9. Abacavir and lamivudine (Epzicom)
This NRTI was approved in 2004 to treat HIV/AIDS in adults. It is used in combination with other antiretroviral drugs and can be taken with or without food and liquids.
Patients who have experienced a hypersensitivity reaction to abacavir should not take Epzicom. This drug may cause lactic acidosis and severe liver and kidney problems.
10. Complera
In August 2011, Complera was approved to treat HIV-1 infection in adults who are just starting antiretroviral therapy. Complera is a fixed-dose-combination mediation that contains emtricitabine, rilpivirine and tenofovir DF. The recommended dosage is one tablet, once a day, taken orally with food.
11. Genvoya
The FDA approved a fixed-dose combination drug that contains elvitegravir, cobicistat, emtricitabine, and tenofovir alafenamide (Genvoya) in November 2015 to treat HIV-1 infection in adults and children over the age of 12 (weighing at least 77 lbs) who have never been on antiretroviral therapy.

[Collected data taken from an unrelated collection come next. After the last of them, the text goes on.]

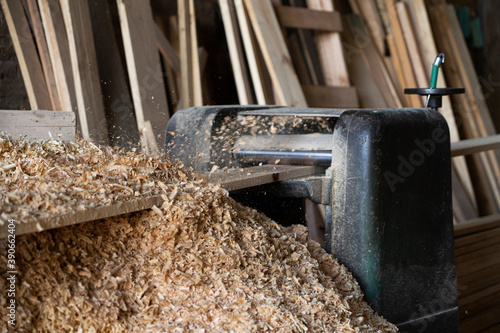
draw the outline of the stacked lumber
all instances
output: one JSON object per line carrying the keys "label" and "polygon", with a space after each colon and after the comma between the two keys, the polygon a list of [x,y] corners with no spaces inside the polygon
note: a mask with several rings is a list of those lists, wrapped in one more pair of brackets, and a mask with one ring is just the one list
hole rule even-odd
{"label": "stacked lumber", "polygon": [[170,117],[163,67],[177,78],[180,62],[148,1],[1,5],[32,110],[75,111],[79,136],[98,144],[133,149],[140,140],[161,151]]}

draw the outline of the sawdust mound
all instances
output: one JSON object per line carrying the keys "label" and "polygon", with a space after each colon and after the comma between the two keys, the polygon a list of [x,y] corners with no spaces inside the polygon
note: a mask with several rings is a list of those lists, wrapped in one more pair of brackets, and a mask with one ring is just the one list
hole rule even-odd
{"label": "sawdust mound", "polygon": [[201,180],[164,185],[162,207],[17,237],[16,331],[397,330],[305,227],[287,230]]}

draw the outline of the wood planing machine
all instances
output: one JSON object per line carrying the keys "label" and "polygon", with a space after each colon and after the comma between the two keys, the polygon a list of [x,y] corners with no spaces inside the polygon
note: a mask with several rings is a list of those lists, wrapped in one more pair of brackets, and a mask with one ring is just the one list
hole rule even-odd
{"label": "wood planing machine", "polygon": [[435,110],[189,108],[165,144],[277,222],[303,221],[305,198],[325,205],[325,248],[375,311],[402,332],[458,331],[449,131]]}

This medication, which can be used in patients with moderate kidney problems but is not recommended for those with severe renal impairment, can reduce viral loads. It was developed to reduce side effects and contains a newer form of tenofovir not previously approved that results in lower levels of the drug in the bloodstream and higher levels in cells where the virus replicates. In clinical studies, Genvoya was associated with less kidney toxicity and decrease in bone density. Patients should be closely monitored for liver problems, lactic acid build-up, kidney damage, and other side effects during treatment.